- Born: 1542 Gwalior
- Died: 1576 (aged 33–34) Haldighati
- Cause of death: Died in the battle of Haldigathi
- Issue: Shyamshah Tanwar Mitrasen Tanwar Rao Dharmagat
- House: Tomara
- Dynasty: Tomar of Gwalior
- Father: Ramshah Tanwar

= Shalivahan Singh Tomar =

Salivahan Tomar or Shalivahan Singh Tanwar was heir apparent and son of Ramshah Tanwar the Tomar Rajput ruler of Gwalior. He was the last crowned price of Gwalior.
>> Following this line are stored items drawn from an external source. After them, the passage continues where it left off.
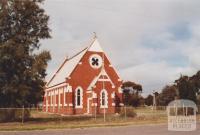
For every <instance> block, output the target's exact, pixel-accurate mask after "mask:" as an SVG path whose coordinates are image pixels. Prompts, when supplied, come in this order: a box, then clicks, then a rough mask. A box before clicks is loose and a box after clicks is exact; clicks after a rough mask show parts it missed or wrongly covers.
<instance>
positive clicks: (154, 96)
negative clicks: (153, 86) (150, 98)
mask: <svg viewBox="0 0 200 135" xmlns="http://www.w3.org/2000/svg"><path fill="white" fill-rule="evenodd" d="M154 109H155V110H156V92H155V90H153V110H154Z"/></svg>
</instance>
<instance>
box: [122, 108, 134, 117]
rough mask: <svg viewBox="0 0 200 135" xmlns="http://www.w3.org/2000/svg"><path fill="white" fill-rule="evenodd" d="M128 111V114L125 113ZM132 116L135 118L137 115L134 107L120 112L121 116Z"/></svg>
mask: <svg viewBox="0 0 200 135" xmlns="http://www.w3.org/2000/svg"><path fill="white" fill-rule="evenodd" d="M125 112H126V114H125ZM125 115H126V117H131V118H134V117H136V116H137V113H136V112H135V111H134V109H133V108H126V111H125V108H124V109H123V110H121V113H120V116H121V117H125Z"/></svg>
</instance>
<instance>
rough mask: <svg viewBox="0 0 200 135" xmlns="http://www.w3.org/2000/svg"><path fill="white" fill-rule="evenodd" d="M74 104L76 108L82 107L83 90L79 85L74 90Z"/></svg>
mask: <svg viewBox="0 0 200 135" xmlns="http://www.w3.org/2000/svg"><path fill="white" fill-rule="evenodd" d="M75 92H76V93H75V96H76V97H75V100H76V101H75V105H76V108H82V107H83V101H82V100H83V90H82V88H81V87H78V88H76V91H75Z"/></svg>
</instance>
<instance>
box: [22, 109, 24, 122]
mask: <svg viewBox="0 0 200 135" xmlns="http://www.w3.org/2000/svg"><path fill="white" fill-rule="evenodd" d="M23 124H24V105H23V106H22V125H23Z"/></svg>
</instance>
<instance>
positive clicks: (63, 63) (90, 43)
mask: <svg viewBox="0 0 200 135" xmlns="http://www.w3.org/2000/svg"><path fill="white" fill-rule="evenodd" d="M95 40H96V37H93V38H92V41H91V42H90V43H89V45H88V46H87V47H85V48H84V49H82V50H81V51H79V52H78V53H76V54H75V55H73V56H71V57H70V58H65V60H64V61H63V62H62V64H61V65H60V66H59V68H58V70H56V72H55V73H54V74H53V76H52V77H51V79H50V80H49V81H48V82H47V84H46V85H49V84H50V83H51V82H52V80H53V79H54V78H55V76H56V74H57V73H58V72H59V71H60V70H61V69H62V67H63V66H64V65H65V63H66V62H67V61H69V60H71V59H73V58H75V57H76V56H78V55H79V54H81V53H82V52H83V51H85V50H86V49H87V50H88V49H89V48H90V47H91V46H92V44H93V43H94V42H95ZM86 52H87V51H86Z"/></svg>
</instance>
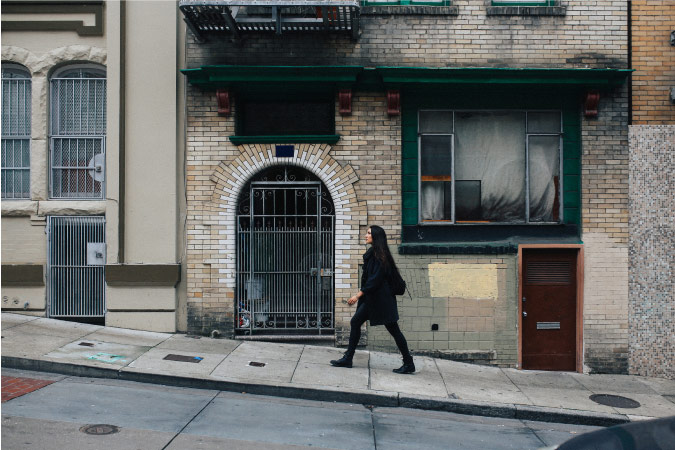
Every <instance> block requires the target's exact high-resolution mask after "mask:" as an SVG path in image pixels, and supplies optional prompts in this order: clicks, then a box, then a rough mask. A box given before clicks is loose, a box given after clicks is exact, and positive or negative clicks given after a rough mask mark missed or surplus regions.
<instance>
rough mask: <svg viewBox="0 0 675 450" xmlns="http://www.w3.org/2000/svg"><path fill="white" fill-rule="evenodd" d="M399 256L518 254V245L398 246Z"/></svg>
mask: <svg viewBox="0 0 675 450" xmlns="http://www.w3.org/2000/svg"><path fill="white" fill-rule="evenodd" d="M398 253H399V254H400V255H504V254H516V253H518V244H515V243H504V244H490V243H478V244H471V243H457V244H449V243H433V242H429V243H424V244H401V245H399V246H398Z"/></svg>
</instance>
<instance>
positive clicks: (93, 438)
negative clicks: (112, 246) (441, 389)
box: [2, 369, 596, 450]
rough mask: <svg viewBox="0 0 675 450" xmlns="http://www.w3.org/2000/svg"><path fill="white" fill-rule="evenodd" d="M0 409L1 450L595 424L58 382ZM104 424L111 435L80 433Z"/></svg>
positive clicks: (48, 374) (9, 400) (477, 448)
mask: <svg viewBox="0 0 675 450" xmlns="http://www.w3.org/2000/svg"><path fill="white" fill-rule="evenodd" d="M2 374H3V375H8V376H13V377H30V378H43V379H51V380H54V381H55V382H54V383H53V384H50V385H49V386H46V387H44V388H42V389H39V390H37V391H34V392H32V393H29V394H26V395H23V396H21V397H17V398H14V399H12V400H9V401H8V402H6V403H3V404H2V448H3V450H4V449H7V450H10V449H44V450H49V449H69V450H71V449H105V450H113V449H115V450H116V449H143V450H146V449H172V450H175V449H225V448H227V449H297V448H308V447H319V448H334V449H359V450H362V449H378V450H385V449H387V450H388V449H410V448H417V449H444V450H447V449H481V450H484V449H502V448H504V449H506V448H512V449H536V448H542V447H546V446H551V445H554V444H559V443H562V442H564V441H565V440H567V439H569V438H571V437H574V436H577V435H578V434H581V433H584V432H586V431H590V430H593V429H596V427H589V426H578V425H564V424H551V423H543V422H525V421H521V420H512V419H495V418H487V417H476V416H464V415H459V414H452V413H445V412H432V411H420V410H411V409H404V408H379V407H376V408H372V407H368V406H367V405H357V404H354V405H349V404H340V403H327V402H315V401H307V400H293V399H287V398H276V397H264V396H256V395H249V394H245V393H230V392H218V391H211V390H198V389H185V388H175V387H167V386H160V385H152V384H142V383H134V382H126V381H114V380H102V379H91V378H77V377H65V376H57V375H49V374H41V373H36V372H22V371H17V370H7V369H4V370H3V371H2ZM91 424H108V425H114V426H116V427H119V431H118V432H116V433H114V434H108V435H89V434H86V433H84V432H83V431H81V428H83V427H85V426H86V425H91Z"/></svg>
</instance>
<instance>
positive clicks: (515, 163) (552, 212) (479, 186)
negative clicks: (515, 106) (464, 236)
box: [417, 109, 563, 225]
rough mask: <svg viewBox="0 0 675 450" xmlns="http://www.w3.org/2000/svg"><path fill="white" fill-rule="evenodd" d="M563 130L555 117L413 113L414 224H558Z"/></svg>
mask: <svg viewBox="0 0 675 450" xmlns="http://www.w3.org/2000/svg"><path fill="white" fill-rule="evenodd" d="M562 127H563V124H562V114H561V111H560V110H462V109H458V110H438V109H430V110H428V109H427V110H425V109H421V110H419V111H418V159H417V160H418V166H419V167H418V196H419V199H418V224H419V225H455V224H460V223H464V224H500V225H513V224H520V225H524V224H527V225H531V224H559V223H561V221H562V193H563V188H562V181H563V180H562V177H561V174H562V161H563V141H562ZM497 128H499V131H495V129H497ZM505 142H511V145H506V146H505V145H504V143H505Z"/></svg>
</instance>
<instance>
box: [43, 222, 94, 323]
mask: <svg viewBox="0 0 675 450" xmlns="http://www.w3.org/2000/svg"><path fill="white" fill-rule="evenodd" d="M47 232H48V236H49V237H48V262H47V271H48V275H47V277H48V278H47V279H48V287H47V301H48V311H49V316H50V317H103V316H104V315H105V277H104V266H105V218H104V217H95V216H94V217H56V216H50V217H48V218H47Z"/></svg>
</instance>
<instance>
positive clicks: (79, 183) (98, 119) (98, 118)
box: [50, 69, 106, 199]
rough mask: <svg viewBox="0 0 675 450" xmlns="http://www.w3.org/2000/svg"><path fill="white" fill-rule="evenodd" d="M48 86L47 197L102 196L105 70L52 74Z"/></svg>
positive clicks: (104, 167)
mask: <svg viewBox="0 0 675 450" xmlns="http://www.w3.org/2000/svg"><path fill="white" fill-rule="evenodd" d="M50 86H51V103H50V105H51V110H50V114H51V115H50V130H51V134H50V168H51V180H50V191H51V197H52V198H93V199H99V198H103V196H104V187H105V186H104V180H105V134H106V80H105V73H103V72H102V71H99V70H94V69H75V70H71V71H67V72H64V73H63V74H61V75H59V76H58V77H54V78H52V79H51V83H50Z"/></svg>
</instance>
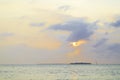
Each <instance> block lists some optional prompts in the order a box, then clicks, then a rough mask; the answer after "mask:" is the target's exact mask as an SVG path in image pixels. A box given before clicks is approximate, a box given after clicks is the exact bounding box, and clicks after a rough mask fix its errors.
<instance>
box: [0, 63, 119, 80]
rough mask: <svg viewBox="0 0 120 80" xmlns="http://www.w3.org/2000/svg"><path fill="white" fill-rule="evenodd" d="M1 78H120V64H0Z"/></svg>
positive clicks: (77, 79) (15, 79) (30, 78)
mask: <svg viewBox="0 0 120 80" xmlns="http://www.w3.org/2000/svg"><path fill="white" fill-rule="evenodd" d="M0 80H120V65H70V64H66V65H65V64H53V65H52V64H50V65H47V64H46V65H42V64H41V65H32V64H31V65H28V64H26V65H25V64H24V65H0Z"/></svg>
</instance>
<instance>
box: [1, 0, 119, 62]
mask: <svg viewBox="0 0 120 80" xmlns="http://www.w3.org/2000/svg"><path fill="white" fill-rule="evenodd" d="M119 3H120V0H0V64H40V63H70V62H79V61H80V62H91V63H96V62H97V63H99V64H120V4H119Z"/></svg>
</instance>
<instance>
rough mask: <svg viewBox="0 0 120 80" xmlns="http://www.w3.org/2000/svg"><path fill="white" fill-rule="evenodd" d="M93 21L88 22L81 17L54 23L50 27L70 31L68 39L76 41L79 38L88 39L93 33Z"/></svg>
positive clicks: (69, 31)
mask: <svg viewBox="0 0 120 80" xmlns="http://www.w3.org/2000/svg"><path fill="white" fill-rule="evenodd" d="M93 26H95V24H94V23H91V24H90V23H88V22H86V21H85V20H83V19H77V20H72V21H68V22H65V23H63V24H56V25H53V26H51V27H50V29H53V30H64V31H69V32H71V34H70V36H69V37H68V39H67V40H68V41H71V42H73V41H78V40H81V39H88V38H89V37H90V36H91V35H92V34H93V30H94V29H93V28H92V27H93Z"/></svg>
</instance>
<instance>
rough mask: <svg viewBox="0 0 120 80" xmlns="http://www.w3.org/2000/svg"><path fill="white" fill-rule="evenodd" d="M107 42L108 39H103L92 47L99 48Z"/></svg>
mask: <svg viewBox="0 0 120 80" xmlns="http://www.w3.org/2000/svg"><path fill="white" fill-rule="evenodd" d="M107 40H108V39H106V38H103V39H101V40H99V41H98V42H97V43H96V44H95V45H94V47H99V46H101V45H103V44H105V43H106V41H107Z"/></svg>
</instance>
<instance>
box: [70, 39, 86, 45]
mask: <svg viewBox="0 0 120 80" xmlns="http://www.w3.org/2000/svg"><path fill="white" fill-rule="evenodd" d="M85 43H86V40H79V41H77V42H71V43H70V44H71V45H72V46H73V47H78V46H80V45H81V44H85Z"/></svg>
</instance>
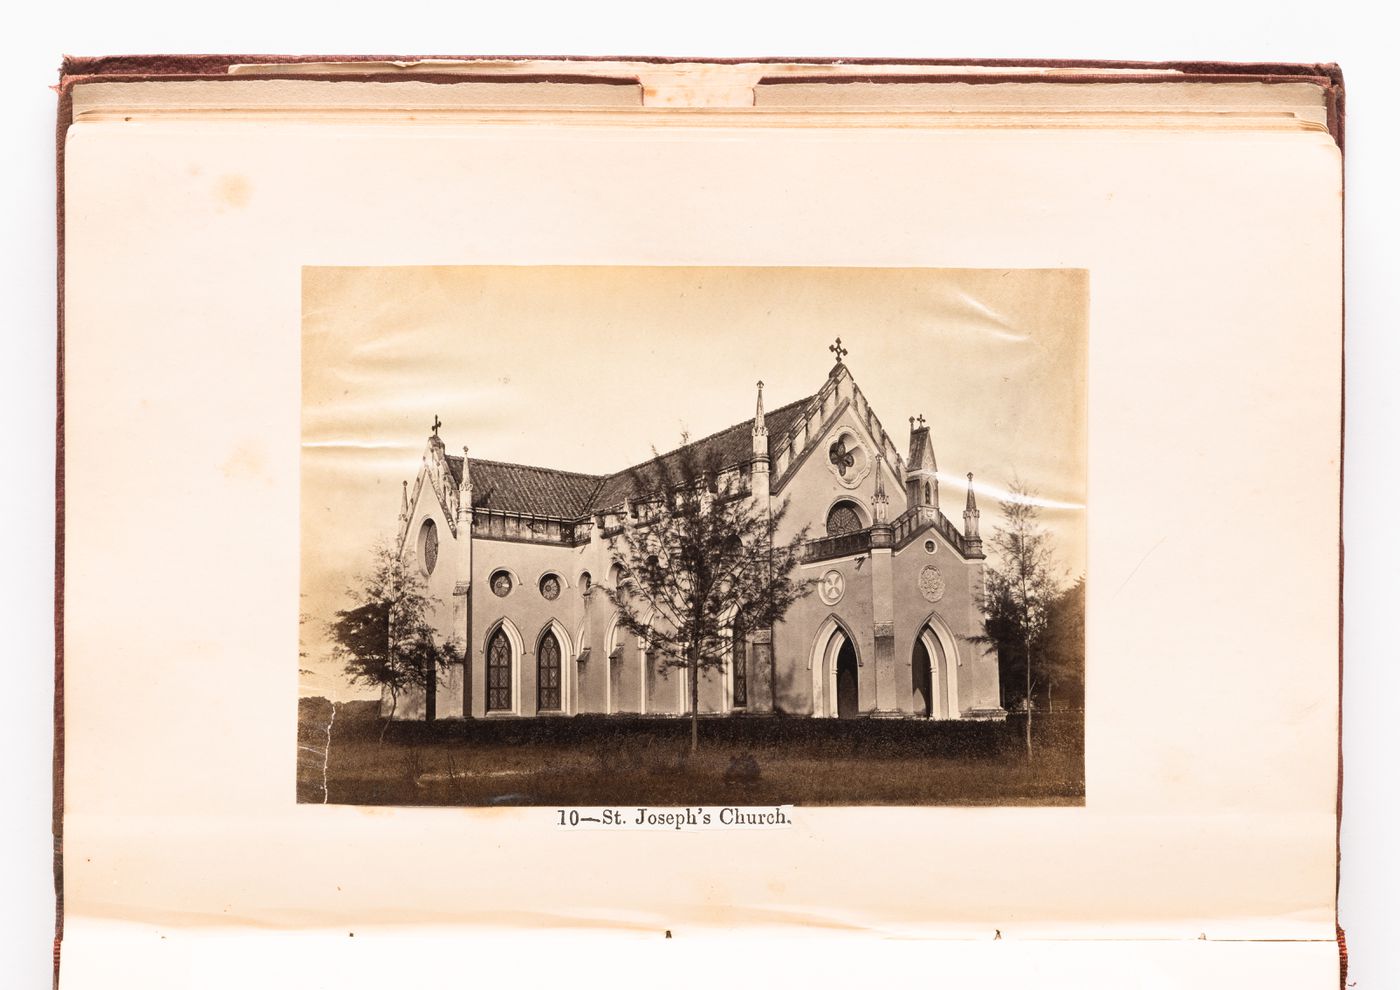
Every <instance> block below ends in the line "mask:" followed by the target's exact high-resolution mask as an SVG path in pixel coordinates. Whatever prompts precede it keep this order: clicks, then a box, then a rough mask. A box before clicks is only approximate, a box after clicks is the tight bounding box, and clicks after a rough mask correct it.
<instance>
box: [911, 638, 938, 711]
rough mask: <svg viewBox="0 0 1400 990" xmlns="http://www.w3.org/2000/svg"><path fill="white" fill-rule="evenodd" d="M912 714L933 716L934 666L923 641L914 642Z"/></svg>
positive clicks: (911, 665) (917, 640)
mask: <svg viewBox="0 0 1400 990" xmlns="http://www.w3.org/2000/svg"><path fill="white" fill-rule="evenodd" d="M910 668H911V669H913V672H914V685H913V688H914V714H916V716H923V717H924V718H928V717H930V716H932V714H934V665H932V661H931V660H930V658H928V647H927V646H924V641H923V639H917V640H914V662H913V664H910Z"/></svg>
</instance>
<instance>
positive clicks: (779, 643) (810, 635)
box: [773, 553, 875, 716]
mask: <svg viewBox="0 0 1400 990" xmlns="http://www.w3.org/2000/svg"><path fill="white" fill-rule="evenodd" d="M830 570H834V571H837V573H839V574H840V576H841V578H843V581H844V592H843V595H841V599H840V601H839V602H837V604H836V605H827V604H826V602H825V601H822V597H820V594H819V592H818V591H813V592H812V594H811V595H808V597H806V598H804V599H802V601H799V602H798V604H797V605H794V606H792V608H791V609H790V611H788V613H787V618H785V619H784V620H783V623H780V625H778V626H776V627H774V629H773V668H774V669H773V704H774V707H776V709H777V710H778V711H785V713H788V714H802V716H809V714H813V696H812V671H813V669H818V671H820V664H822V661H823V657H822V653H823V647H825V643H816V641H815V640H816V634H818V632H819V630H820V627H822V625H823V623H825V622H826V619H827V618H829V616H834V618H836V619H837V620H840V622H841V625H843V626H844V627H846V629H848V630H850V633H851V637H853V640H854V646H855V658H857V661H858V664H860V667H858V668H857V685H858V686H857V693H858V697H860V710H861V711H871V710H874V709H875V619H874V615H875V611H874V609H875V602H874V587H872V583H871V574H872V570H871V562H869V555H868V553H862V555H860V556H854V557H841V559H837V560H822V562H819V563H815V564H802V566H799V569H798V577H801V578H804V580H819V578H820V577H822V576H823V574H826V573H827V571H830ZM813 654H815V655H813Z"/></svg>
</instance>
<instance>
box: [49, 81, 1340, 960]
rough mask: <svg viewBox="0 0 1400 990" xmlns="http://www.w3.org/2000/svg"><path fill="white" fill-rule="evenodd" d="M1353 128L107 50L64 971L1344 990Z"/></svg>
mask: <svg viewBox="0 0 1400 990" xmlns="http://www.w3.org/2000/svg"><path fill="white" fill-rule="evenodd" d="M1341 109H1343V92H1341V81H1340V74H1338V71H1337V70H1336V67H1331V66H1231V64H1131V63H1099V64H1088V63H1085V64H1070V63H969V62H925V63H914V62H907V63H883V62H820V60H811V62H804V60H752V62H707V60H655V59H634V60H626V59H613V60H588V59H518V60H505V59H402V60H370V59H272V57H249V59H242V57H238V59H235V57H148V59H123V57H116V59H91V60H70V63H69V64H67V66H66V69H64V74H63V84H62V87H60V134H59V140H60V168H62V190H63V196H62V207H60V209H62V216H60V234H62V241H63V242H62V248H63V252H62V259H63V269H62V301H63V305H62V319H63V325H62V364H60V374H62V381H60V385H62V395H60V403H62V405H60V410H62V416H60V434H59V442H60V452H62V459H60V462H62V475H60V479H62V482H60V496H62V508H60V562H62V569H60V573H62V576H63V584H62V629H63V634H62V654H60V664H59V671H60V674H59V679H60V683H59V689H60V699H62V706H60V717H59V739H60V744H62V745H60V749H59V760H60V762H59V770H60V774H62V786H63V811H62V821H60V822H57V823H56V825H57V828H59V829H60V839H62V851H60V878H62V916H63V917H62V926H60V935H62V968H60V983H62V984H63V986H71V987H90V986H111V980H112V976H111V975H112V972H116V970H122V972H132V973H140V975H141V976H140V980H139V982H140V984H141V986H185V984H188V983H189V982H190V979H192V977H193V979H196V982H199V983H203V984H210V983H211V982H214V983H217V980H220V979H223V980H228V982H230V986H234V984H242V983H244V982H245V980H246V979H251V977H252V976H253V975H256V973H262V972H265V968H267V966H274V965H276V966H279V968H281V969H280V970H279V972H283V973H295V972H305V973H308V975H309V973H315V972H319V970H316V966H319V965H322V963H323V962H325V961H326V959H328V958H329V959H333V961H336V962H335V963H332V965H339V976H337V980H339V982H343V983H347V984H350V986H382V984H384V983H385V980H386V979H389V977H391V976H392V977H393V979H396V980H403V979H414V980H421V979H424V977H431V976H433V975H440V973H442V972H458V970H456V969H449V968H454V966H459V965H461V955H462V952H463V951H465V952H466V954H468V955H469V956H470V958H473V959H476V962H473V963H472V966H483V965H487V963H486V962H483V961H487V959H490V958H491V954H493V952H510V954H512V956H515V958H529V956H540V962H539V963H538V965H539V966H540V968H542V969H540V970H539V972H557V973H567V972H568V970H567V969H564V968H563V966H566V965H567V959H560V958H556V956H557V954H554V952H552V949H550V948H549V947H557V945H564V944H567V945H570V947H571V948H570V952H575V951H581V952H582V951H602V952H605V954H616V952H622V954H633V952H637V954H645V952H654V951H662V952H664V951H666V949H668V948H669V945H673V944H676V942H683V941H685V940H687V938H689V940H693V941H694V942H699V944H710V942H711V941H714V940H715V938H718V937H724V938H727V940H742V938H753V937H757V938H764V940H770V941H767V942H764V944H766V945H769V944H771V945H778V944H784V945H785V944H788V942H787V940H797V944H798V945H805V947H808V948H794V949H791V952H792V958H794V959H795V961H801V959H808V961H809V962H812V961H813V959H819V956H820V954H816V952H813V949H812V948H811V947H812V945H815V942H812V941H811V937H812V935H818V937H820V938H822V940H823V942H820V944H822V945H823V947H830V945H834V949H829V948H822V949H820V952H822V954H825V952H827V951H834V952H837V954H839V952H840V951H841V947H846V948H847V949H858V948H860V947H861V945H864V944H868V942H865V941H862V940H871V938H881V940H910V941H911V942H913V944H917V945H918V947H921V948H920V951H921V952H927V958H928V959H930V961H932V962H931V963H930V965H931V970H930V972H937V973H938V975H939V977H941V979H948V980H972V979H977V980H979V982H980V983H990V984H993V986H1000V984H1002V983H1008V982H1012V980H1022V982H1023V980H1025V979H1028V976H1029V975H1033V979H1036V980H1037V982H1039V983H1037V984H1039V986H1119V984H1120V983H1121V979H1123V973H1124V972H1138V973H1155V975H1156V977H1158V979H1161V980H1162V982H1163V983H1165V984H1177V983H1186V982H1187V980H1189V982H1190V983H1191V984H1193V986H1198V987H1211V986H1221V987H1224V986H1240V984H1246V986H1271V987H1330V986H1334V984H1336V982H1337V979H1338V969H1340V965H1341V958H1343V955H1344V954H1343V952H1341V951H1340V944H1338V930H1337V926H1336V910H1334V893H1336V871H1337V846H1336V842H1337V807H1338V804H1337V802H1338V783H1340V779H1338V675H1340V657H1338V641H1340V640H1338V637H1340V608H1338V597H1340V508H1338V507H1340V472H1341V407H1343V393H1341V330H1343V323H1341V141H1343V112H1341ZM286 933H297V934H300V935H301V938H298V940H287V938H284V937H283V935H284V934H286ZM351 935H353V937H354V938H356V942H354V944H353V945H351V944H350V942H349V941H347V940H349V938H350V937H351ZM668 938H669V940H672V941H671V942H665V940H668ZM804 940H806V941H804ZM662 942H665V948H662V949H657V945H659V944H662ZM463 947H465V948H463ZM581 947H582V948H581ZM599 947H602V948H601V949H599ZM648 947H650V948H648ZM638 958H641V956H638ZM648 958H650V956H648ZM678 958H679V956H678ZM685 958H686V959H687V961H693V959H694V958H696V956H694V955H693V954H687V955H686V956H685ZM532 965H533V963H532ZM662 965H669V966H675V965H676V962H675V961H671V962H665V963H662ZM685 965H686V966H687V968H689V966H690V965H692V963H690V962H686V963H685ZM792 965H798V963H797V962H794V963H792ZM550 966H557V968H559V969H554V970H550V969H549V968H550ZM445 968H448V969H445ZM503 972H504V970H503ZM721 973H722V970H717V972H714V973H710V975H708V977H711V979H720V977H721Z"/></svg>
He and his father Ramshah Tomar were ousted by Akbar from Gwalior and sought refuge in Mewar which at the time was the only state who refused Akbar as head of state.

He along with his father, Ramshah Tomar, brothers Pratap Singh and Bhavani Singh and 300 others including his nephew 11 years old Balbhadr Singh Tomar were martyred in Battle of Haldighati. His 3 sons were survived and were given Thikanas in Lakhansar (Bikaner), Khetasar and Kelawa (Jodhpur) and Dalniya (Jaipur) by Akbar.

== Lineage ==
Tanwar of Gwalior Descendants of Sohan Singh s/o Anangpal Tomar of Delhi - ruler in the 12th century.
1. Virsimha Dev (Vir Singh Deo) (1394-1400)
2. Uddhharana Dev (1400-1402)
3. Virama Dev (Biram Deo) 1402-1419)
4. Ganapati Dev (1419-1425)
5. Dungarasimha or Dungar Singh (1425-1459)
6. Kirtisimha (1459-1479)
7. Kalyanmal or Kalyanmalla (1479-1486)
8. Manasimha (Man Singh Tomar) (1486-1516)
9. Vikramsimha (Vikramaditya Singh Tomar) (1516 -1523), fought against Babur in the first battle of Panipat along with Ibrahim Lodi and died in 1526.
10. Ramshah Tomar born 1521 (1526 - 1576) died in the battle of Haldighati.
11. Salivahan Singh Tomar, (born 1542 -1576) married a daughter of Udai Singh II of Mewar He died in the battle of Haldighati.

== Progeny ==
1. Shyamshah Tomar, heir apparent to the Tomar throne of Gwalior, took service under Akbar after Maharana Pratap's demise in 1597 AD.
2. Mitrasen Tomar
3. Rao Dharmagat
  1. His descendants were given Thikanas in Lakhansar (Bikaner), Khetasar and Kelawa (Jodhpur) and Dalniya (Jaipur).